Ray Serve handles request routing automatically — prefill requests go to prefill replicas, KV cache transfers happen over Ray’s object store or direct NCCL, and decode picks up from there.

Common Pitfalls

KV transfer hanging at startup — both workers must be fully initialized before the proxy starts routing requests. Add a readiness check loop (GET /health) rather than a fixed sleep 30.

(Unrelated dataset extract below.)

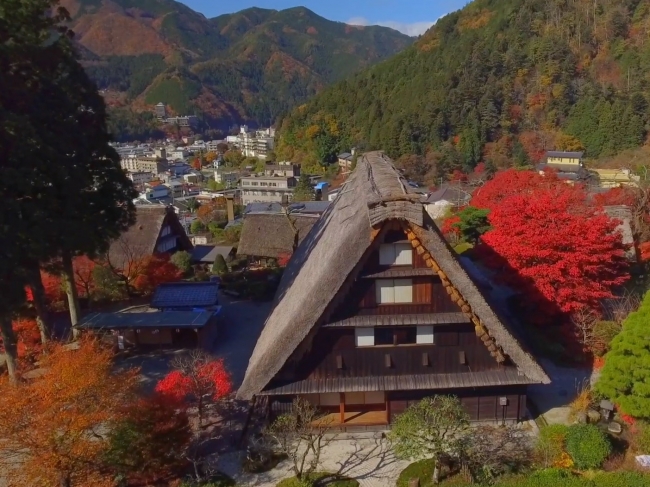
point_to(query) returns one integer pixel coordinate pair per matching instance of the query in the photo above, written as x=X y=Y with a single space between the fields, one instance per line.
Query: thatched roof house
x=343 y=271
x=156 y=230
x=270 y=231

kv_rank conflicts — each worker in the NCCL group needs a unique kv_rank. In a 4-prefill + 1-decode setup, assign ranks 0–3 to prefill and rank 4 to decode, with kv_parallel_size: 5.

Out of memory during KV transfer — the kv_buffer_size must fit in GPU memory alongside the model weights and KV cache. On a 671B FP8 model, each GB200 holds ~140GB of weights, leaving ~40GB headroom. Keep kv_buffer_size under 10GB.

Expert load imbalance without EPLB — without --enable-eplb, hot experts get overloaded when certain token types dominate your traffic (common with long reasoning chains). Enable it and set a reasonable --eplb-rebalance-interval (default 1000 steps is fine to start).

TTFT not improving despite disaggregation — check that your prefill workers aren’t also processing decode requests. The proxy’s routing logic must send all non-first tokens exclusively to decode workers. Monitor vllm:num_requests_running per worker to verify.